Including the transformation itself, there are two main components in Stitch, Integration and Destinations which resemble the input sources and targets respectively. Being a managed service, stitch has its platform hosted at https://stitchdata.com where initial Signup is required. Signing Up for a free account is really easy using your mail ID without any complex verification process. Once signed in, you are asked to add integration and then a destination. That’s it! Your pipeline is ready.
Image 2- Stitch Data landing page.
Stitch provides a platform to collate data from various data sources to a single destination, also called as integrations. These integrations are broadly classified as SaaS, Databases, Webhooks, and some custom integrations.
Continuous replication of data after configuring the Integration is achieved either by pushing to Stitch via API or webhook or pulled on a schedule by the Singer-based replication engine. Once data is accepted, it is passed through Clojure web service import API in form of JSON where a validation check and an authorization check are done before writing the data to a central Apache Kafka queue. The Apache Kafka server is replicated across 3 different data centers for high availability and data is made available only if it is replicated in either of two data centers.
Usually, data is read off of the queue within seconds by the Streamery which is a multithreaded Clojure application that writes the data to files on S3 in batches, separated based on its destination and database tables.
The next section talks about a list of highly-popular supported integrations-
Discover all integrations here, and also, suggestions are welcomed on “Suggest an Integration” Tab.
As described in the integration step, once data is loaded in S3, it is further sent to Spool queue service which is consumed by Loader, which is another service by Closure for performing conversion process of data to the format compatible by the destination.
Every destination (described next) has a different data type, and requires separate pre-processing. The architecture is designed is a way that every processing has an isolated environment and scaling configured, as each processing unit can be scaled as per the increased rate of consumption and in case of disaster, rest of the services are not hampered.
After configuring Integrations, the data starts getting replicated in the Stitch pipeline, and then it is time to load the data in target destinations after transformation is complete. At this moment, Stitch supports the following destinations:
Above destinations can easily be switched if you want to change the destination used initially considering the new destination is already configured.
One of the pipeline integration I tried was using AWS Aurora MySQL RDS as integration and Google Cloud Big Query as a data analytics platform.
After completing the signup at https://stitchdata.com next step is to add the integrations. Integrating any data source to Stitch pipeline is very straight forward by following the Stitch official documentation. For the above MySQL integration, documentation is available on stitch website here which can be referred for the configuration steps required to provide the DB access for stitch users.
Many more sources are available with all the required documentation here which can be explored based on the business requirement. MySQL sample database looks something like this once configuration is completed.
Image 3- Successful integration of MySQL with stitch.

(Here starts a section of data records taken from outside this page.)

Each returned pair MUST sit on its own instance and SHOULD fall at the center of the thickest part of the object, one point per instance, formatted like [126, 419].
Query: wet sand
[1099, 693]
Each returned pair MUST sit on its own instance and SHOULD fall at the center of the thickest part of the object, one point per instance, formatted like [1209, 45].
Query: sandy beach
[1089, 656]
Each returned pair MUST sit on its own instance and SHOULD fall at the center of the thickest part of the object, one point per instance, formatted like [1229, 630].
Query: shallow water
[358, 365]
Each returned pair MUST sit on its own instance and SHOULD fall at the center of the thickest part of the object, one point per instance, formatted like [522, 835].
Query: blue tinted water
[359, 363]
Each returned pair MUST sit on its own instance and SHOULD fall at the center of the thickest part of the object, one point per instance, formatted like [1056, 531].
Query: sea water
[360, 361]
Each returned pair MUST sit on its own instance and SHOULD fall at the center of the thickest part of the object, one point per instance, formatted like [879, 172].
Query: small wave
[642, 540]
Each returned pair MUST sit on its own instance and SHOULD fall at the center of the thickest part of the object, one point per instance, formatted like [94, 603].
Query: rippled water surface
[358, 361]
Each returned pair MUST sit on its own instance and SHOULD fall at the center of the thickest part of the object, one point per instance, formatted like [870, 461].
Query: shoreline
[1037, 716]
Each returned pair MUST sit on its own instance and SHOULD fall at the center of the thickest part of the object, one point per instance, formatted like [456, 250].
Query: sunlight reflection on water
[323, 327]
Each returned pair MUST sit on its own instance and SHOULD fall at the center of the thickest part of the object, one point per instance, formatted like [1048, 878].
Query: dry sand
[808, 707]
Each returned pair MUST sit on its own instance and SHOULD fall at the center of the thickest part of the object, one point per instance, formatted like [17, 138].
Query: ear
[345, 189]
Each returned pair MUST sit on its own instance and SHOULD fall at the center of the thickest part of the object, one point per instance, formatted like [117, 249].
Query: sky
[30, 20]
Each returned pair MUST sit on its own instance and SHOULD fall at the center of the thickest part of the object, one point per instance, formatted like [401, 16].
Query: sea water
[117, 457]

Once the data is in stitch, it’s time to get the destination ready and choose the BigQuery destination on the landing page.
Image 4- Destination landing page.
Big Query platform in Google cloud needs to be accessed by stitch, so here is the simple instruction to create an IAM role-based access in GCP console.
Image 5- Successful Big query Destination configured.
Now, instead of managing the data shipping, continuous data replication, and data transformation, users can focus on performing analysis of data fully. Just configure the stitch pipeline and it will do the rest. Support for multiple integrations will create a very efficient pipeline converting multiple data formats to a single compatible format for processing.